Your formula has no recursive logic. There is no iteration, it's just a simple math equation.
public static int countMedals(int n){ return 3*n - 1;}
You recursive method has no endpoint in the recursive calls.
You call:
countMedals((n)+(n-1)+(n))
If n is 2, this expression evaluates:
countMedals((2)+(2-1)+(2)) -> countMedals(5)
And this is:
countMedals((5)+(5-1)+(5)) -> countMedals(14)
And so on... You never stop. So you stack is full, and Java crashes.
From your code, it looks like you will never reach the case where n == 0. This is why you are entering infinite recursion.
Each time you call your function with n + (n - 1) + n, which is essentially 3n - 1. So what you have is f(n) = 3n - 1, and you're passing the result of that into the function itself. Now f(n) = 0 only when n = 1 / 3. Can you see any way where n can ever be 1 / 3?
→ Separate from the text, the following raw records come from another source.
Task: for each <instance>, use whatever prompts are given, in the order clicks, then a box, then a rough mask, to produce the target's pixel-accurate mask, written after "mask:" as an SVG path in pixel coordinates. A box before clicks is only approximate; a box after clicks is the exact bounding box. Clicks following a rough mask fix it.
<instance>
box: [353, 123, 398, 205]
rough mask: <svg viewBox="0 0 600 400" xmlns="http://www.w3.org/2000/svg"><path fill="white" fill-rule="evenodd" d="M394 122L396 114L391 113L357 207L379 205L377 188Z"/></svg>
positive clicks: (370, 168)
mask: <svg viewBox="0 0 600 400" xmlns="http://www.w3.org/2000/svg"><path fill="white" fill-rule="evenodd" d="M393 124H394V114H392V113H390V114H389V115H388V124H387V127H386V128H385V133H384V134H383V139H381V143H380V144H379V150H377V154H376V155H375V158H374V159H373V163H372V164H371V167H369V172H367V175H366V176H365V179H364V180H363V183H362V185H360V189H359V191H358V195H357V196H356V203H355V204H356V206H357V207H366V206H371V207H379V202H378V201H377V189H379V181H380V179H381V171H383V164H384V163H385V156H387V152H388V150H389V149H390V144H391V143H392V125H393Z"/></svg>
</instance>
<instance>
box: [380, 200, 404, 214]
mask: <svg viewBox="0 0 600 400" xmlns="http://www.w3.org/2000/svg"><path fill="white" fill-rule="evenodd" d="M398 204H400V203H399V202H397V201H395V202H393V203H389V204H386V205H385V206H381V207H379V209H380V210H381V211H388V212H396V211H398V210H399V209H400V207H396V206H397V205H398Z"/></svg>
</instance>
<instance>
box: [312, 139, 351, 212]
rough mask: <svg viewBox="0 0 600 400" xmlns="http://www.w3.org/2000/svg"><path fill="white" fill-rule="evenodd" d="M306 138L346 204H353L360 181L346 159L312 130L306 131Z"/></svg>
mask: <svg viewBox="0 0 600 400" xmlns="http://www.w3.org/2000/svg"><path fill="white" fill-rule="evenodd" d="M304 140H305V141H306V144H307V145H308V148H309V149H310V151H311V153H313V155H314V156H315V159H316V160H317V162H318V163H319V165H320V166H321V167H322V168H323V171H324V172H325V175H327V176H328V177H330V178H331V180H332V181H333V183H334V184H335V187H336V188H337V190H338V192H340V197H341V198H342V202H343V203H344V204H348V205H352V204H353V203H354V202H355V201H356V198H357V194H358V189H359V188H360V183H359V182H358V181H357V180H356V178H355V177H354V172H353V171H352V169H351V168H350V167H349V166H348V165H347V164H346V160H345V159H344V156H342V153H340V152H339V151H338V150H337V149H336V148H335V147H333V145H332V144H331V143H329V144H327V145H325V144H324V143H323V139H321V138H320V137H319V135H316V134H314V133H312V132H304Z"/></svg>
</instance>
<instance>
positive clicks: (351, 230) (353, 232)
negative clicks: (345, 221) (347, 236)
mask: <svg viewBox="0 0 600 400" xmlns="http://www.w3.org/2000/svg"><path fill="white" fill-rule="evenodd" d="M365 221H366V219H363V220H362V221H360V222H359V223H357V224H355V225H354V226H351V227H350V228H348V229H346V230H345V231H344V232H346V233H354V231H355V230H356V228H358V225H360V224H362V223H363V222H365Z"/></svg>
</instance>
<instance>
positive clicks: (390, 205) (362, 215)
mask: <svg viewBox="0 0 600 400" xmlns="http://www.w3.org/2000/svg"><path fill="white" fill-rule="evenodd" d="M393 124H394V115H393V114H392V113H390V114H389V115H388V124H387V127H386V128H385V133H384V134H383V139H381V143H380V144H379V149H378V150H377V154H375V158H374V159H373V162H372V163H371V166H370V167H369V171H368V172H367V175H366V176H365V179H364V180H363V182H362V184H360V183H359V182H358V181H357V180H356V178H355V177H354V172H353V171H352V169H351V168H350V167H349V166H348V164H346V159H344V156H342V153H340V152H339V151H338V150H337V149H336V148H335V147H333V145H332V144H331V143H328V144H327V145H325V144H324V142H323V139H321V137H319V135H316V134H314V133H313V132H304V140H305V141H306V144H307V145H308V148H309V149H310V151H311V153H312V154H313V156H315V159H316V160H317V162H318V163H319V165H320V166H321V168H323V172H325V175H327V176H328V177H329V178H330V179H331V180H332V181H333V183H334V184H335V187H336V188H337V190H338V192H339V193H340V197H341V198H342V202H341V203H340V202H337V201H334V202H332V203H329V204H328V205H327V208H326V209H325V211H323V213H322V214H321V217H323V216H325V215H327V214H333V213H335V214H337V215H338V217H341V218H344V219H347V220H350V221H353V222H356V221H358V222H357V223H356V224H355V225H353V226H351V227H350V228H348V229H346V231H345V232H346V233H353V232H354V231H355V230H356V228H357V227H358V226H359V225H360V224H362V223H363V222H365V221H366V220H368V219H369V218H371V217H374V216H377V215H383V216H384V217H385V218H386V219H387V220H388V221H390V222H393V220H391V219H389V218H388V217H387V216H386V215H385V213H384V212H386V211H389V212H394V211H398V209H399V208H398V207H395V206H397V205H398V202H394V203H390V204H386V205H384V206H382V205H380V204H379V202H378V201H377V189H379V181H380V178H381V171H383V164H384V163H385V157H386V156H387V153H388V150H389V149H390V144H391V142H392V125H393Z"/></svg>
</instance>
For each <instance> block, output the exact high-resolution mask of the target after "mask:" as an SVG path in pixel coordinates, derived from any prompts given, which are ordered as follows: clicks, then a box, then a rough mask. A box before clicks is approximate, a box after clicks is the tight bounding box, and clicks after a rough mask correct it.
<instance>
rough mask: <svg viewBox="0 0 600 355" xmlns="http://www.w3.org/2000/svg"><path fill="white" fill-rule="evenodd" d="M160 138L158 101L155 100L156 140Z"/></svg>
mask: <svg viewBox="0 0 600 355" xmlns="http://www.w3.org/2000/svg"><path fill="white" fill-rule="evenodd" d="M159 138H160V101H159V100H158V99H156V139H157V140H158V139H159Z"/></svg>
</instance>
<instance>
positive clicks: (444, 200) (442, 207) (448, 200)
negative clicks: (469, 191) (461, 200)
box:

Also, try plotting this function on a graph. What do you see happening to the y values as you keep increasing x (basically n in this case)?
I don't see how you can apply recursion like this. To compute f(n) you need to compute f(3n-1), for which you need to compute f(f(3n-1)), etc. It never terminates, so you get a stack overflow.
In fact I don't know why you are recursing at all, if f(3) and f(5) both = 3n-1. Evidently you haven't understood your problem correctly.